YOUR SOLIN GENERATED RECIPE
Crispy Baked Chicken with Parmesan Crust
Golden-brown chicken cutlets coated in a light, crispy layer of seasoned breadcrumbs and freshly grated parmesan cheese, baked until perfectly juicy inside. Served alongside bright roasted vegetables and fresh herbs for a complete, protein-rich meal that satisfies both nutrition and cravings.
INGREDIENTS
5 oz chicken breast
2 tablespoons grated parmesan cheese
1/4 cup whole wheat breadcrumbs
1 cup broccoli florets
1 large egg white
1 teaspoon olive oil
1 teaspoon Italian seasoning
1/2 teaspoon garlic powder
PREPARATION
Preheat your oven to 400°F (200°C) and line a baking sheet with parchment paper.
In a shallow bowl, combine the whole wheat breadcrumbs, grated parmesan cheese, Italian seasoning, and garlic powder.
In another shallow bowl, whisk the egg white until slightly frothy.
Pat the chicken breast dry with paper towels and season lightly with salt and pepper if desired.
Dip the chicken breast in the egg white, allowing excess to drip off.

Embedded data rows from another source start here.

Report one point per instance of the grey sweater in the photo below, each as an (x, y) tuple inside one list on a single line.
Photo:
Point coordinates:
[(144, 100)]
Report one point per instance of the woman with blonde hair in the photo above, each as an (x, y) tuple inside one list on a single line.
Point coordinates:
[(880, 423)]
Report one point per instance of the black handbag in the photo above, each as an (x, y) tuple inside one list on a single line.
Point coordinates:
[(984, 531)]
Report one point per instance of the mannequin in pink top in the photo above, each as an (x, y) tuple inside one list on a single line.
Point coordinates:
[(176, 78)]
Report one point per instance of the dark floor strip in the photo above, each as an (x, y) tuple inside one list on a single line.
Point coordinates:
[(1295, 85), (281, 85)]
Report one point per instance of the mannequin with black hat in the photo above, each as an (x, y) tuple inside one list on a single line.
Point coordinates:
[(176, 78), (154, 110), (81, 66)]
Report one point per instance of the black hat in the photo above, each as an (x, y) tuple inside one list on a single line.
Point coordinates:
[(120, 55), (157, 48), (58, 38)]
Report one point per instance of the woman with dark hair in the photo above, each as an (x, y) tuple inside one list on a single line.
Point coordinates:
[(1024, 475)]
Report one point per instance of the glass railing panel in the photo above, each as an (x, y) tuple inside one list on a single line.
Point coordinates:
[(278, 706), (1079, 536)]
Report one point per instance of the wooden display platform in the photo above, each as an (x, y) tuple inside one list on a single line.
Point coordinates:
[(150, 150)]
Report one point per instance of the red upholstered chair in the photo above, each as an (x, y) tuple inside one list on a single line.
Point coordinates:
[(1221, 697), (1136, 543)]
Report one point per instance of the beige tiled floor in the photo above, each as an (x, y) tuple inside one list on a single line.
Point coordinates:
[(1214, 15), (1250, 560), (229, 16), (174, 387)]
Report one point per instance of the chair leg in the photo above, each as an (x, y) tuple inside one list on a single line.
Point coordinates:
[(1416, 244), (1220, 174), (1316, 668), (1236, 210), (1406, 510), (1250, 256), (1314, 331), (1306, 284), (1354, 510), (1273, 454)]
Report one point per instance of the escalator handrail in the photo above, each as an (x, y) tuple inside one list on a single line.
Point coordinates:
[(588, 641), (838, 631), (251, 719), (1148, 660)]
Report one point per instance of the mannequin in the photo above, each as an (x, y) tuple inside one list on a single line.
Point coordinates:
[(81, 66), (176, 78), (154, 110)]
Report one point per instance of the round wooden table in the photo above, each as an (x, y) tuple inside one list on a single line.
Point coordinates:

Coat the chicken thoroughly in the breadcrumb mixture, pressing gently to adhere.
Place the breaded chicken on the prepared baking sheet and lightly drizzle with olive oil.
On the same baking sheet, toss broccoli florets with a small amount of the remaining olive oil.
Bake for 20-25 minutes, or until the chicken is golden brown and reaches an internal temperature of 165°F (74°C).
Let the chicken rest for 5 minutes before slicing and serving with the roasted broccoli.